Mitte des 19. Jahrhunderts lebt der Samenhändler William Savage mit seiner Familie in England. Als sich sein Mentor Rahm von ihm abwendet, fällt er in eine tiefes Loch, denn William sieht sich als Forscher gescheitert. Seiner Kinder zuliebe rafft sich William jedoch nochmals auf um seine Idee für einen innovativen Bienenstock umzusetzen.


Wir schreiben das Jahr 2007. George ist Imker in den USA und arbeitet hart um seinen Betrieb auszubauen, so dass sein Sohn Tom ein zukunftsfähiges Erbe antreten kann. Jedoch hat Tom ganz andere Pläne, bis eines Tages etwas unfassbares geschieht. Die Bienen auf Georges Farm verschwinden.
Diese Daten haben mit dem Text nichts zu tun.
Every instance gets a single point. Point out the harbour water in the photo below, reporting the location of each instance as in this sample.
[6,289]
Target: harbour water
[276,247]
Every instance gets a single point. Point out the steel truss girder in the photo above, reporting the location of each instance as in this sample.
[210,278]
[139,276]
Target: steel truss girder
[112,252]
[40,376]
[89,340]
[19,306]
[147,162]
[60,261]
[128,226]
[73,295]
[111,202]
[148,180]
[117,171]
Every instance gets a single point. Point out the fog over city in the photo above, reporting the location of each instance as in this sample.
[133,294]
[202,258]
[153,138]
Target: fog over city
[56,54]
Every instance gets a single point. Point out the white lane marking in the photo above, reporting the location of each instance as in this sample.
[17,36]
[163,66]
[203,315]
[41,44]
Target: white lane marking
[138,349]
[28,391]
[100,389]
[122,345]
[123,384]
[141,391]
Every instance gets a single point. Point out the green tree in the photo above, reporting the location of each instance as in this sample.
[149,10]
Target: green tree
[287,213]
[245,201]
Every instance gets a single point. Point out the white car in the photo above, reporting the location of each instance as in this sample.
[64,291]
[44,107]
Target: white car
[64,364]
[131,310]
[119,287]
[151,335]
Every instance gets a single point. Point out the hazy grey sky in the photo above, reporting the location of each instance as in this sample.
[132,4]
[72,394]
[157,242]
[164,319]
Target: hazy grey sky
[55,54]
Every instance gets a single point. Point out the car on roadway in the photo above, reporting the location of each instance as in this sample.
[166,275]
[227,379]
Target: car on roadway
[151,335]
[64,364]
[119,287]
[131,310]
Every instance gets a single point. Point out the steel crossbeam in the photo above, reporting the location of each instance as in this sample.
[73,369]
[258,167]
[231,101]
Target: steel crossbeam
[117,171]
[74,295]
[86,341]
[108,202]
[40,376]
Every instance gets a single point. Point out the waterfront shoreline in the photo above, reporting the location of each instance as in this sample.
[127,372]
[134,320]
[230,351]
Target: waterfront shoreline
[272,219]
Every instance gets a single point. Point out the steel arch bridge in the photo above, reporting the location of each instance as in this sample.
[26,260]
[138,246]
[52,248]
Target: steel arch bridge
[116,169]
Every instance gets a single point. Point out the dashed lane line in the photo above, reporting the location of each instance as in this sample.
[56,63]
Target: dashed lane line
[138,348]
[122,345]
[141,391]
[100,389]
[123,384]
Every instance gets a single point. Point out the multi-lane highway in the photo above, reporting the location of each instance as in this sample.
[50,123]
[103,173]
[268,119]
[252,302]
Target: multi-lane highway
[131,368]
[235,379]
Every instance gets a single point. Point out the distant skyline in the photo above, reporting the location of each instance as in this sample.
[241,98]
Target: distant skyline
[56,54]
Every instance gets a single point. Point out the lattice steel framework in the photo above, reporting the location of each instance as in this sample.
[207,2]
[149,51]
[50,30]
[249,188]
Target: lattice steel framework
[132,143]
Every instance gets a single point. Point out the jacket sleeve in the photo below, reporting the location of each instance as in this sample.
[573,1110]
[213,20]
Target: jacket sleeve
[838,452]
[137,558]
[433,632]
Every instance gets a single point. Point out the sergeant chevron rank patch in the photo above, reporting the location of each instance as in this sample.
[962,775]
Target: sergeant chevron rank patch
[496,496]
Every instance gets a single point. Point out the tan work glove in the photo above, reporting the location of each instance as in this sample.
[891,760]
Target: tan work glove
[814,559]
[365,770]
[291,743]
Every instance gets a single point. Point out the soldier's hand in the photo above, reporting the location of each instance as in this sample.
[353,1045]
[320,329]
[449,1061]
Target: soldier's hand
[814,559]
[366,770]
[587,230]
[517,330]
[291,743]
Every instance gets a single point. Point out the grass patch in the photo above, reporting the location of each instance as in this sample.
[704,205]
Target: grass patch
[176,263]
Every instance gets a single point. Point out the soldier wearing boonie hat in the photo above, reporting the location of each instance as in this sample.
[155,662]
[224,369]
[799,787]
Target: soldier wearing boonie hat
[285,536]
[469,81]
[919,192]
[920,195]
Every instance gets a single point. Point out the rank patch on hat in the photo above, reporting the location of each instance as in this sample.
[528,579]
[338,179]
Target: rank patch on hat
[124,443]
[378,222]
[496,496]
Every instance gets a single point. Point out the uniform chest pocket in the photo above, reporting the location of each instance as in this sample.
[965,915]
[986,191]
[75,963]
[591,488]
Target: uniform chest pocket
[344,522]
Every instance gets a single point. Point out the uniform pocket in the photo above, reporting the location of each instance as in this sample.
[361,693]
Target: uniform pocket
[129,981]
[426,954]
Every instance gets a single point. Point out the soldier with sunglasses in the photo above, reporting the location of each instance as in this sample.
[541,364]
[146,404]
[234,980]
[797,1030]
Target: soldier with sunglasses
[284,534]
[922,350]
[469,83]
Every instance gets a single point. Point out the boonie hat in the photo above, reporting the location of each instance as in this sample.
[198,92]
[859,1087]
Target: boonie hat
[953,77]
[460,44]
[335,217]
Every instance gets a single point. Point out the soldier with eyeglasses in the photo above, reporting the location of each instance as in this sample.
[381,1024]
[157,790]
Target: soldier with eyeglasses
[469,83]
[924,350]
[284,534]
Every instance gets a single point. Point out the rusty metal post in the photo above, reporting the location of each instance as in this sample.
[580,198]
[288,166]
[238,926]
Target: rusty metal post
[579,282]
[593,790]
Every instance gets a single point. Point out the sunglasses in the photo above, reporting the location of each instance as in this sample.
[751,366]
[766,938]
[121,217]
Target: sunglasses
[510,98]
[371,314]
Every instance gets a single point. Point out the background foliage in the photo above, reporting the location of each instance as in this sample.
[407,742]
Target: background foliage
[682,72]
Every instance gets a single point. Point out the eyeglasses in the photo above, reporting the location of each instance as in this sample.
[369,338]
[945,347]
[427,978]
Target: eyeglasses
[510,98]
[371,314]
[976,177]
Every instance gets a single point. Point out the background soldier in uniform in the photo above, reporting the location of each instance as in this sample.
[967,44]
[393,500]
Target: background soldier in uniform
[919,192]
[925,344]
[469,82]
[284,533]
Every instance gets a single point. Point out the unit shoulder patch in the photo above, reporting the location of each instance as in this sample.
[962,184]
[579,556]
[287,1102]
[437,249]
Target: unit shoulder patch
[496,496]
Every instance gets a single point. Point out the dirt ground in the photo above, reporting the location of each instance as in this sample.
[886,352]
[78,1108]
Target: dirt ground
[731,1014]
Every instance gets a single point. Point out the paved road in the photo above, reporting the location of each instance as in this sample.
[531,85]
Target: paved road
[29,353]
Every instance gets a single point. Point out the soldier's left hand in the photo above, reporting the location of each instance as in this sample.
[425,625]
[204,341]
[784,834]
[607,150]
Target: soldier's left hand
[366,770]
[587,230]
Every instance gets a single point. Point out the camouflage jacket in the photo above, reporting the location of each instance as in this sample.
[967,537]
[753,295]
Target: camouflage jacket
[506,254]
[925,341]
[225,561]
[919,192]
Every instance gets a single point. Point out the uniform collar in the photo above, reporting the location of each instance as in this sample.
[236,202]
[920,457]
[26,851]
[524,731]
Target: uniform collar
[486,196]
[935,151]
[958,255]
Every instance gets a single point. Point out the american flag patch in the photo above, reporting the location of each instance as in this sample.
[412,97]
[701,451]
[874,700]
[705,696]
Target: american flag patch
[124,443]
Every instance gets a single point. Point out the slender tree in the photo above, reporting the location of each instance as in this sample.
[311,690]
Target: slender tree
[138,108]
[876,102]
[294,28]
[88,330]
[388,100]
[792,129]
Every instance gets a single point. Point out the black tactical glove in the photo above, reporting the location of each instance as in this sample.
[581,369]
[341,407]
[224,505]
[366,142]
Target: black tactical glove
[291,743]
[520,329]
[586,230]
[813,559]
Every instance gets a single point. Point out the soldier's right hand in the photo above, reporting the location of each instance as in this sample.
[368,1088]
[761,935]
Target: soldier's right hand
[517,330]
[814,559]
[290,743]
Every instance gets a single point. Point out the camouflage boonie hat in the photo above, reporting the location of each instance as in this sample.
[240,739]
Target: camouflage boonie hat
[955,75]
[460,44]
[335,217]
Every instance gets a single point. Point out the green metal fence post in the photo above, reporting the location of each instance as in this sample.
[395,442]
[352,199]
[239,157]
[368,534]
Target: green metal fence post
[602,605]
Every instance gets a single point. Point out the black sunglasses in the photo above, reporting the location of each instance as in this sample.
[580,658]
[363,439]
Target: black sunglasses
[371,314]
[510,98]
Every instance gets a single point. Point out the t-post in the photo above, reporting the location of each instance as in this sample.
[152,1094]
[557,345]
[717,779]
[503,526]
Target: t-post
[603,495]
Ein Sprung in die Zukunft zeigt, dass im Jahr 2098 die Weltbevölkerung deutlich geschrumpft ist. In China kämpfen die Menschen um ihr Überleben, denn die Bienen sind schon lange ausgestorben und der Anbau verschiedener Lebensmittel nicht mehr möglich. Die Arbeiterin Tao übernimmt die Arbeit der Bienen und bestäubt Tag für Tag die Bäume in Handarbeit.


Meine Meinung


Maja Lunde verwebt in „Die Geschichte der Bienen“, ihrem ersten Roman für Erwachsene, drei unterschiedliche Handlungsstränge (Vergangenheit, Gegenwart und Zukunft) zu einer bewegenden und aufrüttelnden Geschichte rund um das Aussterben der Bienen und den daraus entsehenden Konsequenzen für die Menschheit.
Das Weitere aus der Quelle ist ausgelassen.